Thursday, April 29, 2010

Motorola Swings To Profit; Struggling With Comeback

The Wall Street Journal

Motorola Inc. (MOT) swung to a first-quarter profit as a stronger economy lifted its non-handset divisions, but its marquee handset unit continued to struggle with its turnaround amid the competitive smartphone market.

Motorola, which previously warned of weaker phone shipments in the first quarter, said total phone shipments fell 43% despite an increase in sales of smartphones.

The results highlight the difficulty of competing against a flood of alternative smartphone makers in the market even as one of its devices, the Droid, gets serious backing from the nation's largest wireless provider in Verizon Wireless. While the company has rolled out several other devices, none have received the same kind of buzz or marketing support as the Droid.

The Schaumburg, Ill., telecommunications equipment maker posted a profit of $69 million, or 3 cents a share, compared with a year-earlier loss of $231 million, or 10 cents a share.

Revenue fell slightly to $5.04 billion.

Analysts, on average, had a first-quarter estimate of $5.1 billion in sales and a loss of 1 cent per share.

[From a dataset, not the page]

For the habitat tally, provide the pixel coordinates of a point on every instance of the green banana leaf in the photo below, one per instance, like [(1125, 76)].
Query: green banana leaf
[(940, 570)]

"The non-handset businesses really came through with higher profitability," said William Choi, an analyst at Jefferies & Co.

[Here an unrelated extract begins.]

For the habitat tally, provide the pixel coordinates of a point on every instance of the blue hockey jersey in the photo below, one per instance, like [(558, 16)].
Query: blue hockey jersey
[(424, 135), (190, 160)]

Co-Chief Executive Sanjay Jha won't have that benefit when Motorola completes its split, expected to occur in the first quarter of next year. In addition to the hanset division, which posted a 9% decline in revenue and an operating loss of $192 million, he will get the profitable home division, which makes television set-top boxes. Despite an 18% decline in sales, the unit posted a profit of $20 million.

Things will only get tougher for Jha from here. HTC Corp.'s (HTCXF, 2498.TW) Droid Incredible is poised to take over Droid's spot as the flagship product at Verizon Wireless. Research in Motion Ltd. (RIMM) just unveiled two Blackberrys, and Apple Inc. (AAPL) is expected to launch the next version of its iPhone in the summer.

"Where does Verizon Wireless highlight their promotions this quarter?" Choi asked.

The competition has already overtaken one rival. Hewlett-Packard Co. (HPQ) said it had agreed to buy embattled smartphone pioneer Palm Inc. (PALM) for roughly $1 billion in cash.

Motorola drew strength from its enterprise mobility and networks units, run by fellow co-CEO Greg Brown. Both units doubled their earnings, as the enterprise mobility unit reported a 6% increase in revenue.

Motorola projected its second-quarter earnings excluding items at 7 cents to 9 cents a share.

Analysts have an average second-quarter earnings estimate of 3 cents a share.

The strong forecast suggests that the stronger mix of smartphones is leading to higher margins in the handset division. Jha has said he expects the unit to post a profit by the fourth quarter.

Motorola shares rose 4.8% to $7.25 in premarket trading.